AWS Big Data Blog

Build a secure serverless streaming pipeline with Amazon MSK Serverless, Amazon EMR Serverless and IAM

The exponential growth and vast volume of streaming data have made it a vital resource for organizations worldwide. To unlock its full potential, real-time analytics are essential for extracting actionable insights. Derived from a wide range of sources, including social media, Internet of Things (IoT) sensors, and user interactions, streaming data empowers businesses to respond promptly to emerging trends and events, make informed decisions, and stay ahead of the competition.

Commonly streaming applications use Apache Kafka for data ingestion and Apache Spark Structured Streaming for processing. However, integrating and securing these components poses considerable challenges for users. The complexity of managing certificates, keystores, and TLS configurations to connect Spark Streaming to Kafka brokers demands specialized expertise. A managed, serverless framework would greatly simplify this process, alleviating the need for manual configuration and streamlining the integration of these critical components.

To simplify the management and security of traditional streaming architectures, you can use Amazon Managed Streaming for Apache Kafka (Amazon MSK). This fully managed service simplifies data ingestion and processing. Amazon MSK Serverless alleviates the need for cluster management and scaling, and further enhances security by integrating AWS Identity and Access Management (IAM) for authentication and authorization. This consolidated approach replaces complex certificate and key management require by TLS client authentication through AWS Certificate Manager, streamlining operations and bolstering data protection. For instance, when a client attempts to write data to the cluster, MSK Serverless verifies both the client’s identity and its permissions using IAM.

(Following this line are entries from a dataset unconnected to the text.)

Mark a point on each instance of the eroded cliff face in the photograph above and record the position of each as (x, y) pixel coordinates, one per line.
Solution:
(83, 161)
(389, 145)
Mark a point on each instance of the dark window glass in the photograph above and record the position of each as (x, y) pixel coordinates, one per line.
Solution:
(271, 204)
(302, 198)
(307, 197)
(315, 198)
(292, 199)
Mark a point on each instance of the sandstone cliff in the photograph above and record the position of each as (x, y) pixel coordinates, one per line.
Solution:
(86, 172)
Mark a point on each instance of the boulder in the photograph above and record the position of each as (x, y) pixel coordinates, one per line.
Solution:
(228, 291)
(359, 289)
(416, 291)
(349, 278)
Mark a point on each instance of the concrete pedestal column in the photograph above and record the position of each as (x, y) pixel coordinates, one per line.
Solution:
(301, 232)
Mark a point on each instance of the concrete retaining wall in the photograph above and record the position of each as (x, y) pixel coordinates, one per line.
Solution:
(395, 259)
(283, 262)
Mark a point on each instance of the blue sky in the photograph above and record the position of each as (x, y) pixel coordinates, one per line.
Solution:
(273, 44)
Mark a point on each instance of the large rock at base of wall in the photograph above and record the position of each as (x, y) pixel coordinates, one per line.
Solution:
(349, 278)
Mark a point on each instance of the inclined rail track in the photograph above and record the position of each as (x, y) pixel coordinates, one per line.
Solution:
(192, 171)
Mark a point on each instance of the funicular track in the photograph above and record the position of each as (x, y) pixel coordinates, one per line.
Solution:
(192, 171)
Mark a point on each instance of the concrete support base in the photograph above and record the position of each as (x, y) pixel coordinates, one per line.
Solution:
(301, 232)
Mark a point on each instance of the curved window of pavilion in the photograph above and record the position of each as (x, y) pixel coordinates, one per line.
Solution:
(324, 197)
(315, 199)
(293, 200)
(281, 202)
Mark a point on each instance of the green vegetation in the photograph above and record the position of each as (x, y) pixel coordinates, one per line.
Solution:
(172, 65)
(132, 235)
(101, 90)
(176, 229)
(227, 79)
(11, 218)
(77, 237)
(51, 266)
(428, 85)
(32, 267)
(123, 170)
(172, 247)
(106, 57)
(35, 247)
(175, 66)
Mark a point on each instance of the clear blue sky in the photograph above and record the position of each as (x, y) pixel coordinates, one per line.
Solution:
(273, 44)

For efficient data processing, you can use Amazon EMR Serverless with a Spark application built on the Spark Structured Streaming framework, enabling near real-time data processing. This setup seamlessly handles large volumes of data from MSK Serverless, using IAM authentication for secure and swift data processing.

The post demonstrates a comprehensive, end-to-end solution for processing data from MSK Serverless using an EMR Serverless Spark Streaming job, secured with IAM authentication. Additionally, it demonstrates how to query the processed data using Amazon Athena, providing a seamless and integrated workflow for data processing and analysis. This solution enables near real-time querying of the latest data processed from MSK Serverless and EMR Serverless using Athena, providing instant insights and analytics.

Solution overview

The following diagram illustrates the architecture that you implement through this post.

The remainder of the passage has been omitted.